Point 1 -- Know what metadata is and how IT is using it. Metadata is a linchpin of document retention, which is founded on knowing the creation and modification dates of a piece of data. There are other metadata attached to files as well, such as creators, document types, and respondents and attachments in the case of email. Lawyers should work with IT to understand the nature of metadata and how to use it and preserve it. In the case of IT, they should be using software tools that classify electronically stored information (ESI) by metadata.
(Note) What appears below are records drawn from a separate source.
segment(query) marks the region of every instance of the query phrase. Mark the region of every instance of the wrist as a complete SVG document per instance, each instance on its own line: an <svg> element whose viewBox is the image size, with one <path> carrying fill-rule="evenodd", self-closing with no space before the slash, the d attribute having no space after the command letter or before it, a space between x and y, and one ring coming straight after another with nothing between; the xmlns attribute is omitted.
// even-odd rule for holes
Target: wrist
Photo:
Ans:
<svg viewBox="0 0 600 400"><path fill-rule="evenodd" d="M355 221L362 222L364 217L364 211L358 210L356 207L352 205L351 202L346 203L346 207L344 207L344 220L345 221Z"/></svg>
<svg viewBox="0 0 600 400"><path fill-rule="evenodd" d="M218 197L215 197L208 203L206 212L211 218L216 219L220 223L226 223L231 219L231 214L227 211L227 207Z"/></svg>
Point 2 -- Preserve all metadata with ESI and produce as requested. In Bray & Gillespie v. Lexington, B&G had correctly preserved metadata with its large ESI collection -- hundreds of thousands of emails, files, and attachments. But then B&G's lawyers took it upon themselves to strip the metadata from the collection and produce it as graphic images, even though the Lexington lawyers had requested native files in the meet-and-confer. This left the large collection completely unsearchable. Opposing counsel bitterly complained, and the judge agreed. This resulted in serious sanctions on both the offending law firm and its individual lawyers.
Point 3 -- Track everything so you can prove the methods you used to collect preserve and produce ESI, including metadata. The more automated you can make this process the happier you will be and the better defensible evidentiary record you will have. Most e-discovery classification software will track and report on actions -- just make sure that a) your tool can do it before you buy it, and b) you are using the feature. (You'd be surprised)
Point 4 -- At meet-and-confer, attorneys should already know the method that IT is using to preserve ESI with metadata, and should be prepared to intelligently propound or respond. All too often metadata is a fuzzy concept in lawyerly minds. It is IT's place to educate them, and to use the software tools that classify, preserve, and produce metadata along with files.